Waechter Has Time on his Side|
by: Patrick Hickey, Jr. | Senior Writer - NY Sports Day | Sunday, September 9, 2007
Working entirely too slow on the mound earlier in the season, Cyclones starter Nick Waechter’s pace reminded many of former Met Steve Trachsel’s, but without the success that usually came with it.
Now working extremely quick when on the rubber, thanks to tutelage of the Brooklyn coaching staff, Waechter has gone 5-2 with a 2.72 ERA in his past ten starts and has played a huge role in the team’s playoff bound season.
However, after losing his first two starts this season in less than stellar fashion, Waechter looked like he was headed to the bullpen. That is before the coaching staff was forced to deal with season-ending injuries to J.J. Leaper and Todd Privett and decided to try and break down Waechter’s game and find out what his problem was. Luckily for him, not only did the coaching staff find out what was wrong, they forced him to adapt, making a huge difference in his play down the stretch this season.
“When he works slowly, he has too much time to think about what he wants to do on the mound,” said Cyclones manager Edgar Alfonzo. “When he’s working fast, he keeps his stuff down and he’s much more effective. Over his past few starts, he’s really shown how hard he’s worked all season.”
Easily one of the Cyclones most dominant pitchers this year, Waechter believes most of his success is due to the coaching staff that never gave up on him, especially when hot shot rookies like Mike Antonini and Dylan Owen needed more playing time. Not missing a start all season, the 23-year old is grateful for the opportunity to be pitching every fifth day.
“I’ve been just trying to get my mechanics down and Hector [Berrios, Cyclones pitching coach] has been helping me a lot. I’m a lot more comfortable on the mound now than I was before,” said Waechter. “The games I wasn’t pitching as well as I would have liked to, my pace on the pound was a lot slower. The coaching staff noticed it and has made sure I’m more deliberate and quick and the mound. My tempo is much better now.”

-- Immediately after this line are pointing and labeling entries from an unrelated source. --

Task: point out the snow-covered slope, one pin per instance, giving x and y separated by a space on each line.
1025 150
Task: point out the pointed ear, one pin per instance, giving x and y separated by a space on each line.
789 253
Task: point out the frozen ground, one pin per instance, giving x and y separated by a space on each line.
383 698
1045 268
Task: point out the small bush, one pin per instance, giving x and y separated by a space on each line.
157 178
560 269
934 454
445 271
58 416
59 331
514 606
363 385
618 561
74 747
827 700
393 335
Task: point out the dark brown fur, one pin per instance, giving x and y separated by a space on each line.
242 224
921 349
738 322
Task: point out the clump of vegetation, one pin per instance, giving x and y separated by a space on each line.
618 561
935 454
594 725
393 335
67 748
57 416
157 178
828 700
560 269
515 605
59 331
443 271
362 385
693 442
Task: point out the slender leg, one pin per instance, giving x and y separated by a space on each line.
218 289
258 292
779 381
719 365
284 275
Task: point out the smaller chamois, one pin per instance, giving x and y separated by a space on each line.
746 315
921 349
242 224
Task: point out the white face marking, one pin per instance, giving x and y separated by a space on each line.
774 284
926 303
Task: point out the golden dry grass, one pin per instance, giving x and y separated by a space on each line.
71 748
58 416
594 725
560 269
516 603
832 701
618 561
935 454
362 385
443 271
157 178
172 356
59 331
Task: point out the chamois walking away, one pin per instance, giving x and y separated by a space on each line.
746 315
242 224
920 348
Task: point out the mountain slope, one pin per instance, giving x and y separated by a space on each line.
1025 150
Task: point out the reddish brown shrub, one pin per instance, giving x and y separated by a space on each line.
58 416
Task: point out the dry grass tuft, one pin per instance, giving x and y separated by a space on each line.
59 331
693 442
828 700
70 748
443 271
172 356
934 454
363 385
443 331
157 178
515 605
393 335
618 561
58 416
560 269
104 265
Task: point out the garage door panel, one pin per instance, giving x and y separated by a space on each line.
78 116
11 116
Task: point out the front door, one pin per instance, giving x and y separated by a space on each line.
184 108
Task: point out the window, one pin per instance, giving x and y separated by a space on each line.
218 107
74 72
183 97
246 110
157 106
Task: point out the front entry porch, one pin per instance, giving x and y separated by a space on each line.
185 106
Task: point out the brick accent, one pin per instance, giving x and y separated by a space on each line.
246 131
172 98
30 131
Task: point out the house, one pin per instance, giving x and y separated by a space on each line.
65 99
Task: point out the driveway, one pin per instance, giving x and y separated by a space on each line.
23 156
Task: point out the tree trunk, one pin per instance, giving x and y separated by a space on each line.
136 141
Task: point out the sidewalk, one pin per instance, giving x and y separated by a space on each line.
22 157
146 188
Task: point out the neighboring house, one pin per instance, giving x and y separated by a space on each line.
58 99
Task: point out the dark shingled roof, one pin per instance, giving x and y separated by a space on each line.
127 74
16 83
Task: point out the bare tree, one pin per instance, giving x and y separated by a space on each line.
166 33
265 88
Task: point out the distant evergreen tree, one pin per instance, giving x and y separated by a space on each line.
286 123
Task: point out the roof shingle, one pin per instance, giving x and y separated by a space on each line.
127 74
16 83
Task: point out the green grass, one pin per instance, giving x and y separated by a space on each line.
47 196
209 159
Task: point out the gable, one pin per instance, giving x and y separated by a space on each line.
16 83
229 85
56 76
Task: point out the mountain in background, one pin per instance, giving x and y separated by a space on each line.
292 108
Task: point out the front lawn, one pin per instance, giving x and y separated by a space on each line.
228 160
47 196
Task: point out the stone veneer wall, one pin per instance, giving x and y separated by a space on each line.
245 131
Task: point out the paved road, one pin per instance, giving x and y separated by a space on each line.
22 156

While feeling that the quickness of his tempo plays a big part in his success Waechter also believes that the Cyclones defense has been his saving grace this year.
“Even if I don’t have my best stuff, working at a faster pace keeps hitters off balance,” said Waechter, who threw a one-hit complete game shutout last week against the Hudson Valley Renegades, while throwing only 84 pitches. “They have less time to think and when I’m on the mound, I know what I want to do, so it gives me an advantage, but I also think the defense here has helped me a lot as well. I love playing here, these guys help me out so much. I can just pitch here and have them take of everything else. I don’t even worry about getting strikeouts here, I’m just putting the ball over and letting them take care of business.”
However despite having a coaching staff that has molded him into a solid young hurler and a defense that gobbles up everything that’s hit his way, Waechter biggest asset may be his maturity and work ethic, which he believes has changed a lot since his college days, where he didn’t have to work as hard to be successful.
Perhaps understanding that he’s reached the make or break time point in his young career is concerned, Waechter is out to make up for lost time on the mound. While the jury is still out on how successful he’ll be in the future, if Waechter keeps working as quickly as he has been as of late, the Cyclones may still be sitting atop the McNamara division when the season is over.
“I had a coach in summer ball in Portland that basically told me the same things Hector has told me and I think now it’s finally sunken in,” said Waechter, who was 12-0 with the Wildcats during his senior year in college. “I struggled a bit in college with my work ethic; I was lazy and I took my time a little bit too much. This year is my first real season in pro ball, so I just want to be as consistent as I can and learn from my mistakes.”